The other day I went out to coffee with one of our long time volunteers. He has been a life group leader in HSM for the last 7  years and the guy is so good at it. When we were talking I was just listening to him thinking, “This guy knows so much. I’m learning a so much right now.” Then he mentioned that he wished he could pass along what he knows to the younger, newer leaders. As I was sitting there (as a younger guy learning a ton) I asked him if he would be interested in hanging out with some of our newer small group leaders just to start a relationship with them and sort of mentorship with them. His eyes lit up and said he would jump on that in a second. So when I got back to my office, I sent out an email with him and 4 of our newer, younger leaders and they are setting up times to hang out with man who I would consider a pro.

I love this. Giving our veterans a chance to coach our rookies and start some great relationships within our ministry is a win/win situation. Here are some random thoughts on why I want to do this more intentionally:

  • It’s free training for our younger guys.
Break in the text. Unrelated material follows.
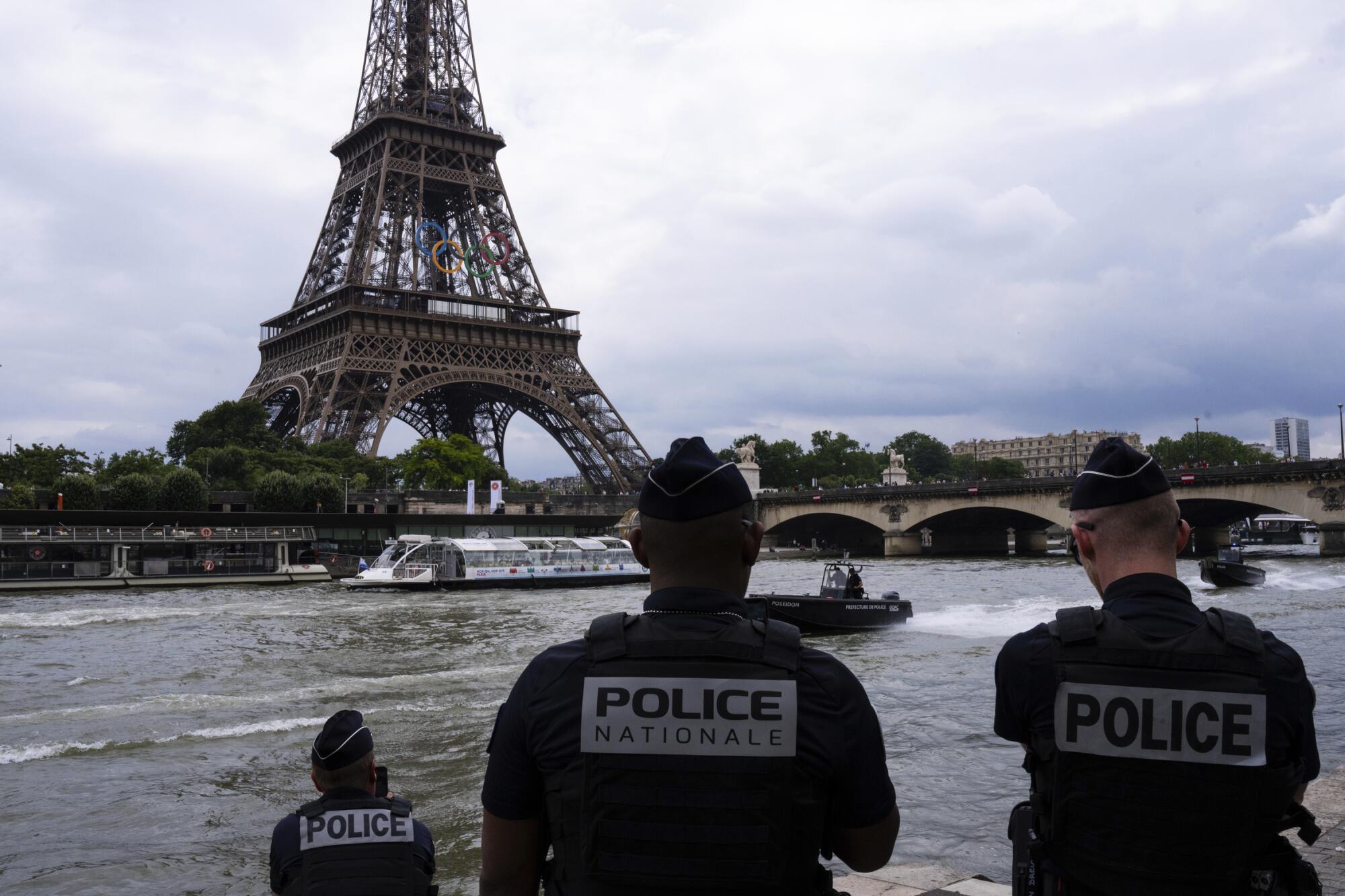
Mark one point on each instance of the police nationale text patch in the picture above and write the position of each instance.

Great reason.
  • Because we are de-centralized in small groups (small groups meet in homes all over) it starts relationships with leaders who other than our few trainings would never get together and hang out.
  • It empowers our veterans to help them invest even more into a ministry they have been serving whole-heartedly for years.
  • It gives key volunteers a sense of value and position.
  • It gives our younger/newer leaders a chance to ask questions and seek advice from another person.
  • It shows our younger/newer volunteers that we care for them and want to see them grow more in leadership and care for their groups.
  • Both groups of students will benefit from the interactions between the leaders as they learn from each other.
  • Leader care and accountability goes way up.

I’m sure there is a ton more that go along with this as well. As I am sitting here and reading our email thread I just see all the benefits of connecting our older leaders with our younger ones and I know we will be seeing some great things come out of that.